Pero la cosa cambiaría. Los problemas macroeconómicos en los 90 lo obligaron a abandonar las exposiciones y dedicarse solo a vender toros a campos vecinos. Comenzó también a dedicarse un poco más a la agricultura, actividad que tenía más rentabilidad que las vacas. Aunque era muy pequeño aun, ya se veía que Juan Manuel iba a seguir los pasos de su abuelo ya fallecido y de su padre.
“En cada exposición que íbamos yo me la pasaba todo el día en los corrales para ver como bañaban y preparaban los animales para la jura en la pista. Me convertí en un fanático y lo único que pensaba era que quería volver a competir con La Chingola”, relata.
Los años fueron pasando como también las preferencias de los clientes que comenzaron a inclinarse por el Angus. Era momento de virar: “La gente nos pedía Angus y cada vez había más auge de esa raza”.
Cuando iba a cumplir los 31, hoy tiene 41, las ganas del ganadero de volver a las pistas, ahora con Angus, eran muy intensas. Una tarde después de hacer una recorrida, se juntó con su padre para pedirle regresar a las exposiciones. “Teníamos solo vacas generales y para competir con puro controlado se necesitaba muchas vacas para poder armar los tríos de toros. No tenía esa plata para invertir”, detalla.

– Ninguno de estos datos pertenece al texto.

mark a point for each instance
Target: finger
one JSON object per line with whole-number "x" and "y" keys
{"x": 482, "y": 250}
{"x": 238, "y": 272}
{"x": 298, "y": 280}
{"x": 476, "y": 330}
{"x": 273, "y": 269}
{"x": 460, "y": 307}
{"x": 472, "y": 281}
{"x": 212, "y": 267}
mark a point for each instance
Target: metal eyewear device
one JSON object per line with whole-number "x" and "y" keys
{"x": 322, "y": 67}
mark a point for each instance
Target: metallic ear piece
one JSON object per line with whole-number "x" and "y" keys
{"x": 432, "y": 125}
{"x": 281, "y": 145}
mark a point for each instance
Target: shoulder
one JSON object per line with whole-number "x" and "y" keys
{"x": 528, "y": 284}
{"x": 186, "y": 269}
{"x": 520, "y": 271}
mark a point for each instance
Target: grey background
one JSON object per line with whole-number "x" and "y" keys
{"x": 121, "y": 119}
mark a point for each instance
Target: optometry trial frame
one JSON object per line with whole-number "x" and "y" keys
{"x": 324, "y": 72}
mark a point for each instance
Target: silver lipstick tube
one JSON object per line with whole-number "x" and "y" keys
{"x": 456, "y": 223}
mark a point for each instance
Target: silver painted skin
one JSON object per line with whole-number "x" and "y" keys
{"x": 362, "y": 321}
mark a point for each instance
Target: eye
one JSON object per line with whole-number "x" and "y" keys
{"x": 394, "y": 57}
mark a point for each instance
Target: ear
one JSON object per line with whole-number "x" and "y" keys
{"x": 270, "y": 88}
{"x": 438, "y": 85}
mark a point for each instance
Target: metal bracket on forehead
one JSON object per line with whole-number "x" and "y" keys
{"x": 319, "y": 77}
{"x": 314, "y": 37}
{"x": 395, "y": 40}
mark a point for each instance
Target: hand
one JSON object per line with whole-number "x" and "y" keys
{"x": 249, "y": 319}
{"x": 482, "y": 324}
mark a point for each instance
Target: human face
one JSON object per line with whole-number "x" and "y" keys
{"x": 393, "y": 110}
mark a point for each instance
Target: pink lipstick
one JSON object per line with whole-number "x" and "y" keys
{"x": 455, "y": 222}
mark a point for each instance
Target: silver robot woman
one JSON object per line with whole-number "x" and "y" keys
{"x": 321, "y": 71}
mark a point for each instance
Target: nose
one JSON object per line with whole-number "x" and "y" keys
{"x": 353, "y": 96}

Entendió que la manera más rápida de estar en pista era comprando vacas de pedigree, un poco más caras pero los terneros nacidos al año siguiente ya se podían presentar de manera individual y no por lote, como es en los concursos del puro controlado. Se hizo socio de la asociación de criadores y se compró dos vacas que las inscribió en la Sociedad Rural Argentina (SRA).

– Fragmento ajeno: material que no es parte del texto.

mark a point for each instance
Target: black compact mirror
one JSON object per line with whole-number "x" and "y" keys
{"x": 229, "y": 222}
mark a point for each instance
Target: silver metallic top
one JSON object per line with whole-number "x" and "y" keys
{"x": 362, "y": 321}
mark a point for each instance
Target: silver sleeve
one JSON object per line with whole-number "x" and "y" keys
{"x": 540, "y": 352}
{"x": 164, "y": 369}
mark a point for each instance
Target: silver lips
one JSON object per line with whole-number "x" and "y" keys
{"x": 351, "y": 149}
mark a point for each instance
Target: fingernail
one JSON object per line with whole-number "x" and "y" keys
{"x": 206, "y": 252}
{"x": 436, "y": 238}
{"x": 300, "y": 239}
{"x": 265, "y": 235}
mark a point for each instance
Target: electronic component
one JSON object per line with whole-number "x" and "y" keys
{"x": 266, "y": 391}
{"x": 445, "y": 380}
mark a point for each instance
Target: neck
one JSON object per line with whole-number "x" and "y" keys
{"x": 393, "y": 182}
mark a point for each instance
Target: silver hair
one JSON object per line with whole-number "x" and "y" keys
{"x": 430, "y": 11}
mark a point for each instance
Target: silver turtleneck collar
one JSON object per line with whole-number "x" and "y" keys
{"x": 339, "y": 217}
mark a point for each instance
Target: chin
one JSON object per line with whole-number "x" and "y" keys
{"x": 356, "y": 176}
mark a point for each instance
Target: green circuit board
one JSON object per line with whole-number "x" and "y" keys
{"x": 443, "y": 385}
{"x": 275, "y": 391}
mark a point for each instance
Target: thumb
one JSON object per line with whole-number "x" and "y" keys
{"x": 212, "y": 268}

“Somos una cabaña chica y familiar que no tiene empleados. Es todo muy a pulmón. Si yo estoy en una exposición, es mi hijo y mi sobrino los que se ocupan de las cosas del campo. Y ese día, el haber ganado con Peludo, se te viene a la cabeza el esfuerzo de todos los días, de inseminar con frío, con lluvia y viento. Valió la pena”, describe.
Por año tiene 12 nacimientos de pedigree y un rodeo conformado por 70 madres entre puro y controlado. El Gran Campeón, que cumple dos años en octubre próximo, ya desde que nació “pintaba muy bueno”.

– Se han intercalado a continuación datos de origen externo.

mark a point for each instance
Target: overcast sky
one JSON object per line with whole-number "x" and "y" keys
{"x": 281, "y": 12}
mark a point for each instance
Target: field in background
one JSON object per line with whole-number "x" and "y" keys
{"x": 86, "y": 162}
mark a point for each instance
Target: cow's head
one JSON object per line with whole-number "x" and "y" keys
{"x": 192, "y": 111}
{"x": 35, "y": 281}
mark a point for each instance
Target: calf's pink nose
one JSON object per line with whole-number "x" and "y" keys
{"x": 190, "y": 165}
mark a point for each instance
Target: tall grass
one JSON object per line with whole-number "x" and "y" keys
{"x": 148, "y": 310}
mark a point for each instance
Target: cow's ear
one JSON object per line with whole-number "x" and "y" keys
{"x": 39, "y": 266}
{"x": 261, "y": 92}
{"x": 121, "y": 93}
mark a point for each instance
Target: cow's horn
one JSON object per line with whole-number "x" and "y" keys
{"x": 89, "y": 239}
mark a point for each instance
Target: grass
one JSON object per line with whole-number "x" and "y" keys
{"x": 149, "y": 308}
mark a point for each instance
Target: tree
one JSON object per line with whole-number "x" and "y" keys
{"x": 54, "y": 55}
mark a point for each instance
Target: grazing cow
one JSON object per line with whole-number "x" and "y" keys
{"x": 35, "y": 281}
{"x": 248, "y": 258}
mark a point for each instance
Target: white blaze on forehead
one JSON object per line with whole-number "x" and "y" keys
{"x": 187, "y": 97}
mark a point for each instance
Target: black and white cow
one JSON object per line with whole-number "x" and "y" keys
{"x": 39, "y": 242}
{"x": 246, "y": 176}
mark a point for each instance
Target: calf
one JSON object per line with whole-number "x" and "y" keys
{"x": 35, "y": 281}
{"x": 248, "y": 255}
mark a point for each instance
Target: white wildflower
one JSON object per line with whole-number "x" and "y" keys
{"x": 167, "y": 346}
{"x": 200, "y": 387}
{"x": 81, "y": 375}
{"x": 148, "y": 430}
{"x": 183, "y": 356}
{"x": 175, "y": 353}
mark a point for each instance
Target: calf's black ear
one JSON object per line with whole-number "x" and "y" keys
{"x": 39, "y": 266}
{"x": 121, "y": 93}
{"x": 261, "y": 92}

“Nació con 55 kilos y ya me decían que tenía que prepararlo para las grandes exposiciones, incluso para Palermo. Yo tenía dos cosas por las que no podía: una es que no tengo espalda económica para llevar un animal a la Exposición de Palermo; es mucha plata la que se necesita para pagar los costos. Pero lo más importante es que antes de ganar en cualquier lado yo quería ganar en mi ciudad, en mi casa”, indica.
Cuando terminó la jura, a pesar de la importancia que tenía para la cabaña tener en su campo al Gran Campeón, la familia decidió vender el animal en el remate: “Para nosotros es mucha plata que la necesitamos para seguir adelante. Ese lunes que fui al predio a buscar las pilchas que había llevado, no quise pasar por el corral donde estaba Peludo para despedirme, porque tenía una gran tristeza de que ya no iba a estar en nuestro campo”.
Para hacer frente a los gastos, hace un tiempo que en el campo los Álvarez dan servicio de hotelería, una suerte de pensión de animales de cabaña para exposición. Hacia adelante, los desafíos del cabañero parecen no tener techo. Pisar la pista central de Palermo es uno de ellos. El otro es volver a criar Shorthorn, la raza que eligió su abuelo hace más de 70 años.
“Es una espina que tengo yo, quiero volver a tener algo de esa raza con la que mi abuelo se inició en la ganadería. Para nosotros esto no es un trabajo, es una pasión que ahora nos mostró que estamos haciendo las cosas bien”, finaliza.